In retaliation, someone high up in the ‘system’ leaked the information to Chicago Sun-Times columnist Robert Novak that Wilson's wife, Valerie Plame, was a CIA agent (which not even her best friends knew), which endangered not just her, but her family and her sources in several countries (Mumbai is also mentioned). Her work is discredited too, as it is alleged that she was only a low-level functionary.
When this happens, Valerie’s promise of getting out the families of nuclear scientists from Iraq is ignored and her contacts in Baghdad killed. The film is so openly critical of the government, the CIA and a part of the media—the other part of course, helps Plame and Wilson get across their side of the story—that one can only admire the filmmaker’s courage in making it, with real names intact.
In the end, footage of the real Valerie Plame making a statement before a committee is shown, and it’s amazing how much Naomi Watts resembles her. But Watts downplays her glamour to play Plame as woman who goes on hazardous missions all over the world, and is an ordinary wife and mother at home.
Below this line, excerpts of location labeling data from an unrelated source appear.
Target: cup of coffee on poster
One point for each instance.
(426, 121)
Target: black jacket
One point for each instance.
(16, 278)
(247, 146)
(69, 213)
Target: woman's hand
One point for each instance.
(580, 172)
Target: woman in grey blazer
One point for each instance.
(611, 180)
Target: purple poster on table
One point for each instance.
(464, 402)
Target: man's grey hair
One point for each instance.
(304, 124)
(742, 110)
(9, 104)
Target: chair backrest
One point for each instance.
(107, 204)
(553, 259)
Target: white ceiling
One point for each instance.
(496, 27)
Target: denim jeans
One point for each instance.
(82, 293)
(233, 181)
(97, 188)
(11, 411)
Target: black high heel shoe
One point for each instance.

The tone of the film is not thriller-ish but more like a factual recreation—the two lead characters are not as devil-may-care as the fictional Mr and Mrs Smith, but an ordinary couple who do their work honestly and are outraged at the betrayal by the people they serve loyally. Plame asks one of her colleagues how he can sleep after what has been done to her, and he shrugs nonchalantly, saying that he sleeps quite well. It is when the fate of the world is—directly or indirectly—in the hands of such people (so many of the men in power look and dress alike), that it is constantly on the verge of disaster. This one’s worth a look.